C'est le moyen- âge.
Mais j'ai le dos en compote à cause de la carriole qui n'a plus de suspension et des cailloux sur la route en mauvais état, malgré toujours les femmes qui y travaillent, alors je décide de rentrer.
Sur la route toujours l'étonnant spectacle : des buffles qui trainent les charrettes, des boeufs et des chèvres qui se promènent au milieu des pagodes, une multitude d'acacias : leur fleurs jaunes se récoltent, après les avoir fait sécher, on les mélange à des cacahouètes et à du piment pour les déguster en apéritif.
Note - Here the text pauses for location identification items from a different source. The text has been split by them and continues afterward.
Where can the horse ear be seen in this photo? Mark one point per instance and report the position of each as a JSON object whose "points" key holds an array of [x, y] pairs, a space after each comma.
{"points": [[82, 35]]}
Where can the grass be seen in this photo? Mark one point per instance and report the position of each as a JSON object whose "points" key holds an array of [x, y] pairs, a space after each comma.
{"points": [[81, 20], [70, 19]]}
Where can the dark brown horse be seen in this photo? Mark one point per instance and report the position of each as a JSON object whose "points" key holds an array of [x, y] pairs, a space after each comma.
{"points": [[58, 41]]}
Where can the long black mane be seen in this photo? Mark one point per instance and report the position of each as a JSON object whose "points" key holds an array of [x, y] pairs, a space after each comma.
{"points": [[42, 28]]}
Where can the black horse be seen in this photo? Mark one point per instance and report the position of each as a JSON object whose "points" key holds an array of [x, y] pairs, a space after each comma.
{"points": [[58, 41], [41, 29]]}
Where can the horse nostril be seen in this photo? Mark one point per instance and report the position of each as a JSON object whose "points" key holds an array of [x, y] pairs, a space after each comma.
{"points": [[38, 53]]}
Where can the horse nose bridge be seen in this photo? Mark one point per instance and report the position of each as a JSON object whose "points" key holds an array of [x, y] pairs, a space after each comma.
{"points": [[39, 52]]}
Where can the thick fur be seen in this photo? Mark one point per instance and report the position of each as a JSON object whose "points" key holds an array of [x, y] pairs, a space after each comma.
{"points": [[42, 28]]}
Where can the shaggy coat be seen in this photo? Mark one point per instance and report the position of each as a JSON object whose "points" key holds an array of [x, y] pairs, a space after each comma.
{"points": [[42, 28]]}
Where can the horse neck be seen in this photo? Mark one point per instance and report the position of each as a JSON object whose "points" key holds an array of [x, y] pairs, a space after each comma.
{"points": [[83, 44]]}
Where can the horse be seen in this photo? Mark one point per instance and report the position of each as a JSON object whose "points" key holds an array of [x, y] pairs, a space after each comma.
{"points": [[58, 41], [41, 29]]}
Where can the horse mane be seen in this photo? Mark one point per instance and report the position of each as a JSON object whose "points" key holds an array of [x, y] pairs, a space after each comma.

Des tamarins dont les pétales de fleur séchés et sucrés, feront de délicieux bonbons.
la Birmanie c'est vraiment un voyage hors du temps.
Je m'arrête pour déjeuner rapidement dans un restaurant de bord de route : je suis seule dans la salle, mais bientôt entourée de 5 serveurs qui sont au petits soins, m'offrent du thé vert, des pea nuts avec un bouillon de légumes (mélange de Chaman yuet et de Manla hou ... bon j'ai noté les noms pour leur faire plaisir, mais j'ai rien compris ... sauf peut être le manla hou que le garçon est allé me chercher en cuisine pour me le montrer et qui me semble être du navet).
J'achète 2 gros paquets de gâteaux pour le dîner du soir au cas où ... on ne sait jamais !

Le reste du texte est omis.